Our Basic Mask System
The LiveO2 Standard Mask has a 3/4 inch diameter inflow port which enables most users to inhale without noticeable airflow resistance at rest. Under load this small diameter port creates a mild additional inhalation resistance. Eventually we came to understand that this mild resistance contributed to the good results even though it added a mild discomfort. Strong breathers didn’t notice airflow resistance and actually like it. Weak breathers dislike it but need it because they are weak breathers and need to get stronger. Our dilemma was that airflow resistance was both a benefit and a nuisance. What should we do? We discovered that any sort of positive pressure in the breathing circuit would reduce benefits of LiveO2. We eventually decided to offer two mask systems to enable our users to optimize comfort:
We also chose NOT to implement any sort of positive pressure because that feature contradicts the instinctive science of effective breathing.

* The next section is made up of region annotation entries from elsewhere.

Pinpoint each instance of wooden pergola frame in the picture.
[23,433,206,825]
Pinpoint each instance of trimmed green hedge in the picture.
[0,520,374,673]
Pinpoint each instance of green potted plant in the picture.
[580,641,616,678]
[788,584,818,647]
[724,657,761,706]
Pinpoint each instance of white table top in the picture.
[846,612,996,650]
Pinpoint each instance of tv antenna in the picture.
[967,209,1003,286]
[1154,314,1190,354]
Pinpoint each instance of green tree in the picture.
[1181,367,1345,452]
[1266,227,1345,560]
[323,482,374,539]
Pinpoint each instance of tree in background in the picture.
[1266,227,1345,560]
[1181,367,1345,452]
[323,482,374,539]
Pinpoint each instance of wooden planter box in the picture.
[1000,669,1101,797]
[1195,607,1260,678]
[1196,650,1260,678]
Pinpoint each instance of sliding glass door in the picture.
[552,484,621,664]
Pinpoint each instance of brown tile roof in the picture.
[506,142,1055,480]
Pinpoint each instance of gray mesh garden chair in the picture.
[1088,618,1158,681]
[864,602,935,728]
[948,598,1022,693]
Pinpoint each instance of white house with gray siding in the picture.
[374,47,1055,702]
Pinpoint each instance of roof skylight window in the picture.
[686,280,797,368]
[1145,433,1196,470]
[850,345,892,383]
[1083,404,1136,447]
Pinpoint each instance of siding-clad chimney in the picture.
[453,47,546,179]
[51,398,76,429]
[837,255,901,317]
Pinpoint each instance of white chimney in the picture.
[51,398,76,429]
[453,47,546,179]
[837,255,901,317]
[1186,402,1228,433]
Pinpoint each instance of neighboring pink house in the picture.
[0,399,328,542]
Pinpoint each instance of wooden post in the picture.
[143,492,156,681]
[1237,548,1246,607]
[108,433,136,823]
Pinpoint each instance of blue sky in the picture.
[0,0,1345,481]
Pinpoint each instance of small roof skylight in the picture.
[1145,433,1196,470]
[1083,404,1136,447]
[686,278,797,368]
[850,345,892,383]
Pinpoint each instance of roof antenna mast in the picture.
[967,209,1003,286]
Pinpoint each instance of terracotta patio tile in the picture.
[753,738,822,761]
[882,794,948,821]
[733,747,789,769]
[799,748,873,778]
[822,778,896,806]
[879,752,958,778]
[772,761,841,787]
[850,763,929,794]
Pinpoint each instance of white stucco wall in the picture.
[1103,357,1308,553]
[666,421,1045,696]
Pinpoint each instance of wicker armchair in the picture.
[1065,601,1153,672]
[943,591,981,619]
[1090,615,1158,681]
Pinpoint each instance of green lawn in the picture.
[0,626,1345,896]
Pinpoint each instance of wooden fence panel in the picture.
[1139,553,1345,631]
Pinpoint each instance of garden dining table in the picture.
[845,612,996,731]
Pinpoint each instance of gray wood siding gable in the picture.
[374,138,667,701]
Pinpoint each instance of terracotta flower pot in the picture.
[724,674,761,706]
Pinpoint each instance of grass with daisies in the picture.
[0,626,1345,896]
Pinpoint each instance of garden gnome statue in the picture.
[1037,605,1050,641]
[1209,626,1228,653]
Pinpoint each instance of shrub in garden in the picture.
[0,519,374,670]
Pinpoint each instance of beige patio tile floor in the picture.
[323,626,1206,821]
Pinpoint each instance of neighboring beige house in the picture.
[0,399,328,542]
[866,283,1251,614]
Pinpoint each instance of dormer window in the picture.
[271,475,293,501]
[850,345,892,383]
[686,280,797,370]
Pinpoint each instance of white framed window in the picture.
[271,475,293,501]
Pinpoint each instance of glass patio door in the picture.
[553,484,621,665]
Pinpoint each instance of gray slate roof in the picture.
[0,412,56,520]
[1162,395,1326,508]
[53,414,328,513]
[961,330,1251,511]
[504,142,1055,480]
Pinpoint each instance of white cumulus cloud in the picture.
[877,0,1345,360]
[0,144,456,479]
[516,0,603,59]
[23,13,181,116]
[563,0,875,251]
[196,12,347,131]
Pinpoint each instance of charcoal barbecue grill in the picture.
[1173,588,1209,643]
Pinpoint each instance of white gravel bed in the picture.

Regulations of Pressurized Breathing Systems
Positive pressure features suggest the device is intended to assist a user with breathing. We also avoided any sort of positive pressure because the rules and regulations that govern oxygen delivery equipment define any device with positive pressure as a medical device. These devices have the apparent intent of providing breathing assistance to a user, like a CPAP machine. LiveO2 does not cross the line from passive to an active breathing device on purpose. LiveO2 is intended marketed an exercise device not a medical breathing apparatus. It does not provide positive pressure to avoid usage restrictions which would apply to a pressurized breathing apparatus. Additionally there are specific labeling requirements for pressurized oxygen storage. The regulations do not specify how much pressure is required for a device to be considered pressurized. Absent pressure, LiveO2 customers avoid more specific rules and regulations that apply to pressurized oxygen delivery systems.